My cats are both indoor and outdoor cats.  I let them spend a few hours outside each day and then call them in at night.  Their food bowls are outside on my back deck, and I enjoy watching them play and hunt and climb.  A few weeks ago, I started noticing that their food bowls got empty faster than normal.  Instead of refilling their food dishes once every couple of days, I was replenishing their food supply twice a day.  At first, I thought we had feral cats in the neighborhood that were taking advantage of free food.  Then, I realized I had a raccoon control problem.

Raccoons carry all kinds of diseases that can infect my cats, so I was really worried.  Then, one day, in broad daylight, I saw a raccoon on my deck, about three feet from one of my cats and her food dish.  I was sure it was a rabid raccoon, and called a raccoon control service immediately.  But, after watching it interact with my cat, I realized it probably wasn’t rabid, it was just hungry.
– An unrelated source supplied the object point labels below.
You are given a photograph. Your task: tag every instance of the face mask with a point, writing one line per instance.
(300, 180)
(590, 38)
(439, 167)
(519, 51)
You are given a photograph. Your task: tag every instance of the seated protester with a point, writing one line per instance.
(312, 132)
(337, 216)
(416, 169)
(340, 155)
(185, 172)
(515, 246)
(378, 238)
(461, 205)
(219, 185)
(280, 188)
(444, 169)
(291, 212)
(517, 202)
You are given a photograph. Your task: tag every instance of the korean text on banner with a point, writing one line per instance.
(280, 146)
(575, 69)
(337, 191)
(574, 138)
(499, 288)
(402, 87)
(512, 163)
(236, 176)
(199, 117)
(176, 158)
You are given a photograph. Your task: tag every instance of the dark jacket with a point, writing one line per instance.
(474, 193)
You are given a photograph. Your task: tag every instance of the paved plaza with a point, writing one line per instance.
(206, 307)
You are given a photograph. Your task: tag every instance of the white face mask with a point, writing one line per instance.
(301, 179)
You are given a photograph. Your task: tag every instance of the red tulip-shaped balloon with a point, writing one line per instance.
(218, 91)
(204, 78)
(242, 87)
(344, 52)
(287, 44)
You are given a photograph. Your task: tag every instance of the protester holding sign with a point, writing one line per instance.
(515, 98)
My cat would jab and bat its head anytime the raccoon got near its food dish, but the raccoon just dodged the blows and scooped up tiny handfuls.  It would then retreat back down a couple of steps, eat the cat food, and go back for more, dodging even more cat jabs.  If it was rabid, it would have attacked my cat, but instead it avoided the swipes my cat took at its head and helped itself to the cat food.  No wonder I was buying more cat food than normal these days.  I was feeding at least one raccoon in addition to my two pets, and there were probably more raccoons that came under cover of darkness.

So, when the man arrived from the raccoon control company, I told him what was going on and let him trap the raccoon.  He even set out a couple of other traps, in case there were more in the area.  While I was fairly certain my cats weren’t going to get rabies, I wanted to make sure they wouldn’t get roundworm or any of the other nasty diseases raccoons carry.  Now, I could go off to bowling practice reassured that my cats would be much safer now that I’d handled the raccoon control problem.